I believe that for most lay Buddhists the challenge isn't so much Nibbana in this life, but rather not to go to hell when they die, not to be born as an animal etc.. Speaking positively: To be born as an intelligent, healthy human baby with loving parents in a place and time good for progress on the Fourfold Path.
Here is a draft list of steps I believe lay Buddhists can take towards this goal:
Five Precepts (partly copied from http://www.buddhanet.net/e-learning/budethics.htm
1) To undertake the training to avoid taking the life of beings.
This precept applies to all living beings not just humans. It includes not buying meat, not using sprays killing insects, not hitting flies and mosquitoes.
2) To undertake the training to avoid taking things not given.
This precept goes further than mere stealing. One should avoid taking anything unless one can be sure that is intended that it is for you. It includes dishonest accounting and marketing, downloading, found objects...
3) To undertake the training to avoid sensual misconduct.
This precept is often mistranslated or misinterpreted as relating only to sexual misconduct but it covers any overindulgence in any sensual pleasure such as gluttony as well as misconduct of a sexual nature. Misconduct doesn't mean "by law" but by your own conscience of what harms other beings. Enjoying consensual sex is not misconduct but too much of it is definitely too much.
4) To undertake the training to refrain from false speech.
As well as avoiding lying and deceiving, this precept covers slander as well as speech which is not beneficial to the welfare of others. It includes profanity, rough and hurting speech.
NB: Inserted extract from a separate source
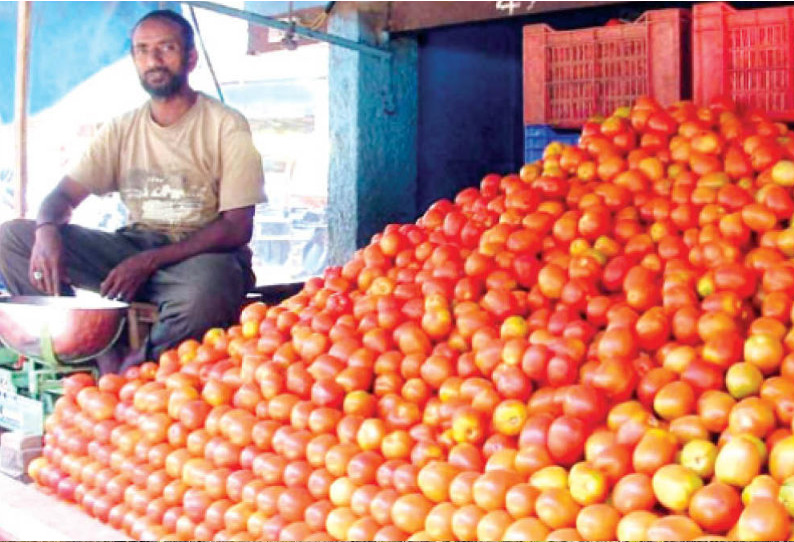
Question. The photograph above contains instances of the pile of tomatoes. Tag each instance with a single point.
(599, 347)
5) To undertake the training to abstain from substances which cause intoxication and heedlessness.
This precept is in a special category as it does not infer any intrinsic evil in, say, alcohol itself but indulgence in such a substance could be the cause of breaking the other four precepts. These substances (alcohol, marijuana, opiates, synthetic drugs etc.) generally make us less sensitive regarding the other precepts and negatively influence meditation.
The Five Precepts are the basic precepts for day to day training of any lay Buddhist. On special holy days, many Buddhists, especially those following the Theravada tradition, observe three additional precepts with a strengthening of the third precept to be observing strict celibacy. The additional precepts are:
6) To abstain from taking food at inappropriate times.
This would mean following the tradition of Theravadin monks and not eating from noon one day until sunrise the next. Also a healthy way of reducing weight.
7) To abstain from dancing, singing, music and entertainments as well as refraining from the use of perfumes, ornaments and other items used to adorn or beautify the person.
Again, this and the next rule.
8) To undertake the training to abstain from using high or luxurious beds
are rules regularly adopted by lay Buddhists on new moon, half moon and full moon days..
The Buddhist lay follower can train himself by questioning him/herself every night how he/she kept the precepts on the passing day? What could I have done better? The goal is not to be better than the average lay Buddhist we know because there is no guarantee that the "average" Buddhist will not go to hell. The Law of Karma is not more forgiving than a computer game. The goal is to become more and more sensitive regarding morality and to purify our conduct. The reward is (according to Lord Buddha) that in this life people will talk well of us and when we die we will fare well.
Some steps may be difficult: Driving we kill animals, hoovering we kill animals, planting and harvesting we kill animals. To be 100% honest in business isn't easy. What about watching porn? False speech needs constant attention. No beer, no cigarettes, what about coffee and tea?
Some steps are easy: Vegetarian food, organic food, going easy on the earth. Drinking alcohol and smoking will stop by themselves if we meditate a few minutes per day. Meditation will improve our morality and improved morality will help us to meditate. True and gentle speech doesn't cost an arm and a leg.
It all starts with love. Love for for our parents, partners, spouse(s), siblings and children. Treat all human beings as fellow travelers towards a common goal!
Giving is good business. In this universe nothing is ever lost. Giving is your best bank account. Whatever chance to give we face, we just have to put ourselves in the other person's shoes (if he/she has shoes) and do what we would like if we would be born as a person like this. That applies to animals too: Treat your dog as you would like to be treated when reborn as a dog! (There is no guarantee that the "average" Buddhist will be not be reborn as a dog.)
Give food and the necessities of life to monks and nuns, give money to monasteries because in your next life you may be a monk or nun and depend on lay people offering you food and the necessities of life.
How many percents better than no meditation are a few minutes per day? Calculate!
Meditation is free, tested on millions of Buddhists and recommended by 99% of all Buddhist monks and nuns.
Anapanasati - Mindfulness of Breath is easy and effective.
Read one sutta per day. Study Dependent Origination. Study Vimutthi Maggo and Abhidhammattha Sangaha. Learn Pali. Studying is a healthy way of keeping your mind busy with wholesome thoughts.
Draft List - Please criticize, correct and improve! I apologize for the long post.
The Noble Eightfold Path: Proposed to all, imposed on none.